"Nun frage ich mich aber, inwiefern der Einkauf Richtung knallhartes Verhandeln geht und man praktisch einen Charakter wie im Vertrieb benötigt."
Dass Dein Gegenüber als Einkäufer normalerweise ein Vertriebler ist, ist Dir aber schon klar, oder? ;) Das wäre mal eine lustige Verhandlung, in der der Vertriebler konsequent unfreundlich bleibt und der Einkäufer konsequent gesittet. Nein, in der Praxis sind wir da schon etwas dynamischer.
Ob es "um jeden Cent" geht (was bei einem Artikelpreis von 20ct pro Einheit übrigens mehr als legitim wäre, immerhin 5%!) oder ob Du eher um das große Ganze diskutierst, hängt von der Branche, vom Einkaufsgebiet und vom Verhandlungsthema ab. Du kannst eine Verhandlung über 5 Themen führen und bei den ersten drei Themen über langfristige Strategien sprechen, um dann bei den letzten beiden Themen die überfälligen 2ct Rabatt rauszuholen oder die Lieferung für Montag 9 Uhr einfordern, obwohl der Geschäftspartner eigentlich erst um 14 Uhr liefern wollte. Die Bandbreite ist groß. Man sollte beides können und nicht kurzfristiges oder langfristiges konsequent vernachlässigen, das geht sonst nach hinten los.

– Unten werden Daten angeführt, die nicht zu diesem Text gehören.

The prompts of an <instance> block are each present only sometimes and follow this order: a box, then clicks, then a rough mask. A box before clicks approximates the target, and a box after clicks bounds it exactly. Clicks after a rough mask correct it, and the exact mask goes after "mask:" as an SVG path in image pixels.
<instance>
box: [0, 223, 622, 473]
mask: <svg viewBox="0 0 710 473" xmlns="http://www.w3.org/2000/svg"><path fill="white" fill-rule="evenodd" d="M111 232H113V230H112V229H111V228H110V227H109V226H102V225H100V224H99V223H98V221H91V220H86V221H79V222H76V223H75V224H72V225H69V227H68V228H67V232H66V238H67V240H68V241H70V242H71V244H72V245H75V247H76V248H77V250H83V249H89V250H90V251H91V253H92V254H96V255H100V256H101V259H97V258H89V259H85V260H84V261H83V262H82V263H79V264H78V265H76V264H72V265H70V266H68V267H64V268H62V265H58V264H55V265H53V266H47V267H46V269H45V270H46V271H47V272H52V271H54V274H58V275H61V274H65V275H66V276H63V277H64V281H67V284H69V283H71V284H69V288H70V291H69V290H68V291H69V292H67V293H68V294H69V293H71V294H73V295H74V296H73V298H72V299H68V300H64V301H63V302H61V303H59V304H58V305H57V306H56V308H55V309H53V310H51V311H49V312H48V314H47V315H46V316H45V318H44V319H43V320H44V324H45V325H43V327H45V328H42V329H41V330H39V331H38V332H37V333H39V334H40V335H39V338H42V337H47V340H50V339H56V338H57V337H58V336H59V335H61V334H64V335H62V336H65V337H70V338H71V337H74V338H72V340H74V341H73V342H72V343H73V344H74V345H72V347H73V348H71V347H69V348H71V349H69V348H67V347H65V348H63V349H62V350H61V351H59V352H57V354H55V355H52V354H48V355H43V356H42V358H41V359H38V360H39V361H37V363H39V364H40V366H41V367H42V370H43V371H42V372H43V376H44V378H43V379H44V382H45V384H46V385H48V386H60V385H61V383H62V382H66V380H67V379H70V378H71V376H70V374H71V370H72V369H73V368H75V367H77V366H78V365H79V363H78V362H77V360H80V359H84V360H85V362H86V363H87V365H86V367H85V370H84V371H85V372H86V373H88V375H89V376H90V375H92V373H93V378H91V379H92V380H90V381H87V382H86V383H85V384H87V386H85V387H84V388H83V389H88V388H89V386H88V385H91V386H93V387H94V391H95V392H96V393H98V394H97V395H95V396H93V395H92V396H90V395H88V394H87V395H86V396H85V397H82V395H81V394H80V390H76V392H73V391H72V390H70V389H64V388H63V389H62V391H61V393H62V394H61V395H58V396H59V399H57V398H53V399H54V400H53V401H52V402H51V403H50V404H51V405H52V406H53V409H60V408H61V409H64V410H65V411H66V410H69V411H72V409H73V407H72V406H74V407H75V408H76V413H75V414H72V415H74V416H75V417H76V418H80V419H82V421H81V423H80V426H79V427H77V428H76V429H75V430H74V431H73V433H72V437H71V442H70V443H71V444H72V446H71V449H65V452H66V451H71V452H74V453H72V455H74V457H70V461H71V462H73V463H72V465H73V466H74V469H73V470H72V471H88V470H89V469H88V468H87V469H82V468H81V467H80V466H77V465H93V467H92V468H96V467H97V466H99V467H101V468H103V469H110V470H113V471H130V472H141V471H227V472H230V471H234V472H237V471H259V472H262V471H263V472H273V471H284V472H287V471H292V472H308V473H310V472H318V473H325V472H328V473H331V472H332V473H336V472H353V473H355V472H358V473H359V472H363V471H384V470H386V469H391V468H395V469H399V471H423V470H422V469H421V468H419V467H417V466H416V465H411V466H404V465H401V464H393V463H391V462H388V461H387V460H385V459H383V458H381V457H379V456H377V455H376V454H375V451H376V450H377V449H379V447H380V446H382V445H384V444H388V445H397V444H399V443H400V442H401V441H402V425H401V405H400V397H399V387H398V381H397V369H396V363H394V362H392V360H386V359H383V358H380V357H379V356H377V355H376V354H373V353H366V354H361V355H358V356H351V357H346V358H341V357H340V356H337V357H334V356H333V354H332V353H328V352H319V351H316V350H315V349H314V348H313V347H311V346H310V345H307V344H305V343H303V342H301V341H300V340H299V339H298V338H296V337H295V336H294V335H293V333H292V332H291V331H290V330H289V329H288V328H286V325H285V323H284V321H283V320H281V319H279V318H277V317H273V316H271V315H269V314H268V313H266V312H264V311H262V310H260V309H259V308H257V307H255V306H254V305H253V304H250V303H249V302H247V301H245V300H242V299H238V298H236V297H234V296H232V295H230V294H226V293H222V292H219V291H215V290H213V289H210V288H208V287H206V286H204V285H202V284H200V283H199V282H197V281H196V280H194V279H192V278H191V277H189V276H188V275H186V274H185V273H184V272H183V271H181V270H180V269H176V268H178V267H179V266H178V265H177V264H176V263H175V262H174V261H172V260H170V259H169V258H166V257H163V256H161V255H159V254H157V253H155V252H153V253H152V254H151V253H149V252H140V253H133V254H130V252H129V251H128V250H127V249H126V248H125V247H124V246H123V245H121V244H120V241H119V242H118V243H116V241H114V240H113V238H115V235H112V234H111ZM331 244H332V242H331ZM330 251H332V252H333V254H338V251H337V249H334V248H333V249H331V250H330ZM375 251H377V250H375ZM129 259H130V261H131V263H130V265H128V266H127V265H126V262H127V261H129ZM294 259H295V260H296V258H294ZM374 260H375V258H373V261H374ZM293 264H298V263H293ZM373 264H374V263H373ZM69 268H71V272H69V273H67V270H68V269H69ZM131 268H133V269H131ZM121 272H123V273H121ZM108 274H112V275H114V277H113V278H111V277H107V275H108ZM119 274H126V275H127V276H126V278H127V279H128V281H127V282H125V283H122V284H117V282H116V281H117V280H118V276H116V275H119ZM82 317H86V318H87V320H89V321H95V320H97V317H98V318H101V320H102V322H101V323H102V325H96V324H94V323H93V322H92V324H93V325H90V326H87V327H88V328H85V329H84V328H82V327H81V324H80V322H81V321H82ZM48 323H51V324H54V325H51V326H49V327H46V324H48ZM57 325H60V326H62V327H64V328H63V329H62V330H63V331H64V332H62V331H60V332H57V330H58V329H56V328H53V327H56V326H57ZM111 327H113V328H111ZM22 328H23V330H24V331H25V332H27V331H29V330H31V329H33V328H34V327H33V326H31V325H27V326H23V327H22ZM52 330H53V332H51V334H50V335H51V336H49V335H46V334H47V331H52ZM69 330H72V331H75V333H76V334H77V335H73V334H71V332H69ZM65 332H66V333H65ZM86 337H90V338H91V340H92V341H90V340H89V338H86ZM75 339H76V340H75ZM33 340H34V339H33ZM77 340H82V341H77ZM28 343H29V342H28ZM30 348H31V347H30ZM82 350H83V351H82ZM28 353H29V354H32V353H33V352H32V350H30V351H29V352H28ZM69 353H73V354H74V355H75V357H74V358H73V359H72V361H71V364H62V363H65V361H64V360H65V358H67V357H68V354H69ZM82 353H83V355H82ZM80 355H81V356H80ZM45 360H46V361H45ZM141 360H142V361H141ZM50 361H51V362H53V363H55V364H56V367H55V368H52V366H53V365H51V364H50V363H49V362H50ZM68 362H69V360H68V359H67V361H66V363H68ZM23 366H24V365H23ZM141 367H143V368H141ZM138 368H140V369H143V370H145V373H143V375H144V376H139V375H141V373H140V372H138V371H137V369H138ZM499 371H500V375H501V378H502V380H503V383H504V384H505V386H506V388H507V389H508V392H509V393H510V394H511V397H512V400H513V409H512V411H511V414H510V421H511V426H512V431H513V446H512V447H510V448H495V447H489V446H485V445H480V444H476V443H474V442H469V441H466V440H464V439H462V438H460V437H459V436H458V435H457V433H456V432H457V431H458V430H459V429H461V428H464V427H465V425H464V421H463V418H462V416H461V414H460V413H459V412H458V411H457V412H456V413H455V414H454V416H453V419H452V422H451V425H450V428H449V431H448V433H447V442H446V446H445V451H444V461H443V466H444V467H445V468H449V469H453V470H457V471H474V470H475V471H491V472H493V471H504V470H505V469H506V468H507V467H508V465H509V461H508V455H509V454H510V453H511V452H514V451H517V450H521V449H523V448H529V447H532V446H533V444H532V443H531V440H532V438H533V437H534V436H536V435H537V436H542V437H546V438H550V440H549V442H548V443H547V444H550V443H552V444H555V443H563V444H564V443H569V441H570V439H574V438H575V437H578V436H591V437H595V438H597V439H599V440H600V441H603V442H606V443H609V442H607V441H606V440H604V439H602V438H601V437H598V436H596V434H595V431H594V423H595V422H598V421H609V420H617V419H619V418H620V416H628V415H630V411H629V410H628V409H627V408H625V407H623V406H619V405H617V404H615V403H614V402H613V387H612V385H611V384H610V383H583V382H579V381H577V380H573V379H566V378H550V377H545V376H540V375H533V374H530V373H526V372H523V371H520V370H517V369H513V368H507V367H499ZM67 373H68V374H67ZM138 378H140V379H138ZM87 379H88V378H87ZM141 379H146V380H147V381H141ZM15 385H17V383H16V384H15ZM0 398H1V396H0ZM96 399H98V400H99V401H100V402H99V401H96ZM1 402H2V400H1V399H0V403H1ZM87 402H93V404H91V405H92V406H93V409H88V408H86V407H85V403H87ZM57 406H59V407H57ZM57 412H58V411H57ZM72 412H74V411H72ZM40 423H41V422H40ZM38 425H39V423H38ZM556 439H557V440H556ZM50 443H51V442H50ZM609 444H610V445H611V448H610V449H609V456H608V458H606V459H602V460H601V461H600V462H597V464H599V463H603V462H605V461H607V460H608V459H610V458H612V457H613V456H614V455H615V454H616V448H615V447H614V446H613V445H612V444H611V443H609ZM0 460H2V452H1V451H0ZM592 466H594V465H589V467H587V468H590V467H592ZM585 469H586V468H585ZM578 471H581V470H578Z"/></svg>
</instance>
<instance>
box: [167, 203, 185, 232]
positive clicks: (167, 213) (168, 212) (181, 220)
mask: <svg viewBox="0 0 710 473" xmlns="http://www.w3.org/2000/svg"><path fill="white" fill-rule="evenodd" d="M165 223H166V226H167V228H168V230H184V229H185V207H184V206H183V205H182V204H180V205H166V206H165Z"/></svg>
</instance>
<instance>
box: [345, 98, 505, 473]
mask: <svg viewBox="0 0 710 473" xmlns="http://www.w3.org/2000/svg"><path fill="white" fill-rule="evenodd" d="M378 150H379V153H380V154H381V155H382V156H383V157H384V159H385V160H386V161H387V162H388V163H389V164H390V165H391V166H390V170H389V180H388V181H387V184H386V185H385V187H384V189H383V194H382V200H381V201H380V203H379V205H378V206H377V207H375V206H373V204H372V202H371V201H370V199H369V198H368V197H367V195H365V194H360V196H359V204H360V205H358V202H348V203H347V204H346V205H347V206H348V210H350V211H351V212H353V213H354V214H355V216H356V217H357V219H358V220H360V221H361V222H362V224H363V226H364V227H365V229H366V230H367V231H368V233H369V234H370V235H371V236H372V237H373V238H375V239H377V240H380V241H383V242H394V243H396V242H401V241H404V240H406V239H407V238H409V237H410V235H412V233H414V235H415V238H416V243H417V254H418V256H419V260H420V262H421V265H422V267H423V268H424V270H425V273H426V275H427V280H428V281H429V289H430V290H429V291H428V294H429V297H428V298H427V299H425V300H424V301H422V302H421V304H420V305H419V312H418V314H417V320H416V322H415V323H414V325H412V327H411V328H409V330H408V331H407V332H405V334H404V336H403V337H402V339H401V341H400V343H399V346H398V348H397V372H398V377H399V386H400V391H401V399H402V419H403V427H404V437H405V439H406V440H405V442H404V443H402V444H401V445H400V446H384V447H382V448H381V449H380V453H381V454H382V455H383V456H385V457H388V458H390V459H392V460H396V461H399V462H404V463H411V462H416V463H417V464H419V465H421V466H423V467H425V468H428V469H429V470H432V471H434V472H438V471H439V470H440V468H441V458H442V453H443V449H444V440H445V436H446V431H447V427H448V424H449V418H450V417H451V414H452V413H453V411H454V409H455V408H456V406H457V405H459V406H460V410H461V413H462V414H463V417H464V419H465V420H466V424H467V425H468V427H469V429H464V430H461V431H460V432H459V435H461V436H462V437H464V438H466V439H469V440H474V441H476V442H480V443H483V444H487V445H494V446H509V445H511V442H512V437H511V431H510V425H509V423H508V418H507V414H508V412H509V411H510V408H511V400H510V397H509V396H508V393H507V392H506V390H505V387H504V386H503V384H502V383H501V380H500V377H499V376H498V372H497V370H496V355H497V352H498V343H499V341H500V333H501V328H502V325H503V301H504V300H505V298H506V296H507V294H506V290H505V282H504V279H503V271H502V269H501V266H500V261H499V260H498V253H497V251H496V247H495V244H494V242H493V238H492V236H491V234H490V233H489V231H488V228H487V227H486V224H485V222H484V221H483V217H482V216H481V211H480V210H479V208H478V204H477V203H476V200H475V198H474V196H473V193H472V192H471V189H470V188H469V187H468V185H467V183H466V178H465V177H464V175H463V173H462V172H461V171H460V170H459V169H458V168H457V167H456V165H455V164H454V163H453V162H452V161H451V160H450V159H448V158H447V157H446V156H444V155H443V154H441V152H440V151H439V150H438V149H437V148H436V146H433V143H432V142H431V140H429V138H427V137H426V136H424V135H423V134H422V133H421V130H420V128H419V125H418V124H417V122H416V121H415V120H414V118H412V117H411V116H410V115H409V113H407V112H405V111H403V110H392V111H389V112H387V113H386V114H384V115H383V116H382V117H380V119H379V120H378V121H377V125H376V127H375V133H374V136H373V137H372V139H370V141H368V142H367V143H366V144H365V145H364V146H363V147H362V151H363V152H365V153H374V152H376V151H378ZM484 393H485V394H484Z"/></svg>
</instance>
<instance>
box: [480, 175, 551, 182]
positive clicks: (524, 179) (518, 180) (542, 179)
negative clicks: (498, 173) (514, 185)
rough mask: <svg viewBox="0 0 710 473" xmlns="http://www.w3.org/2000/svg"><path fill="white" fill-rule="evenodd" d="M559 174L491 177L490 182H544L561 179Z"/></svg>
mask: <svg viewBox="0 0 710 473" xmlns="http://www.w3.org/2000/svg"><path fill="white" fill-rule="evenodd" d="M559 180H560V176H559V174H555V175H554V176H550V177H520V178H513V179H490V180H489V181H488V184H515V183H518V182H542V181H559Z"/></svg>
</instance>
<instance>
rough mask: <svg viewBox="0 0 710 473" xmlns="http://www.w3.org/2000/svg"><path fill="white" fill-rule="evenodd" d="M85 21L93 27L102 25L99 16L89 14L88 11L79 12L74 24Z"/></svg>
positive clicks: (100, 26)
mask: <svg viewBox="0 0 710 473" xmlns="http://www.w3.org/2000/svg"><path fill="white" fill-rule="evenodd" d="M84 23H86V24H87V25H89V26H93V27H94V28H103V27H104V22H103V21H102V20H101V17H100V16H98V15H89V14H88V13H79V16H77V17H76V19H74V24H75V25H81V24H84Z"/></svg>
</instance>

Die Verhandlungsführung ist aber auch nicht unmittelbar eine Charakterfrage, sondern eine Frage der Verhandlungsziele. Wenn Du 1ct rausholen musst, damit Dein Produkt überhaupt noch rentabel ist, dann musst Du 1ct rausholen. Ob Du das mit einem freundlichen Ansatz machst oder in Verachtung jeglicher zwischenmenschlicher Sitten, ändert nichts am Ziel. Übrigens sind unfreundliche Verhandler nicht erfolgreicher als freundliche Verhandler.
Ich habe übrigens eine interessante Beobachtung gemacht: Viele von denjenigen, die im Beruf Angst vor einem zu "harten" Umfeld haben, können übrigens im Privaten plötzlich sehr direkt und konsequent ihre Interessen vertreten. Für 5.000 Euro Einkaufsbudget finden sie nicht die richtigen Worte, aber abends mit den Freunden sagen sie plötzlich knallhart, warum sie unbedingt in den Kinofilm A wollen und nicht in B. Es hat für mich deshalb weniger mit dem Charakter zu tun als mit der Ernsthaftigkeit des Arbeitens. Wer seinen Job ernst nimmt und von seinen beruflichen Zielen wirklich überzeugt ist, der setzt sich auch durch. Ganz gleich, ob "freundlich" oder "hart". Schlechte Einkäufer sind nur diejenigen, die tief im Inneren eigentlich überhaupt nichts davon halten, was sie da tun. Die einen Preisnachlass fordern sollen, aber gar nicht der Auffassung sind, dass ein Preisnachlass in einer Marktwirtschaft berechtigt gefordert werden darf. Da setzt dann die Hemmung ein.
Mein Rat ist: Sucht Euch Berufe, bei denen Ihr von der inneren Einstellung her die beruflichen Ziele moralisch akzeptiert. Werdet keine Einkäufer, wenn Ihr eigentlich der Auffassung seid, dass Dinge ruhig teuer sein dürfen und dass Geschäftspartner Zusagen nicht einhalten müssen, wenn sie eine nette Ausrede finden. Werdet Einkäufer, wenn Ihr den Drang verspürt, Märkte aufzumischen, Vertriebler herauszufordern und etwas, das schon seit 10 Jahren zum gleichen Preis gekauft wird, durch List und Geschick für einen verdammten Cent billiger zu bekommen.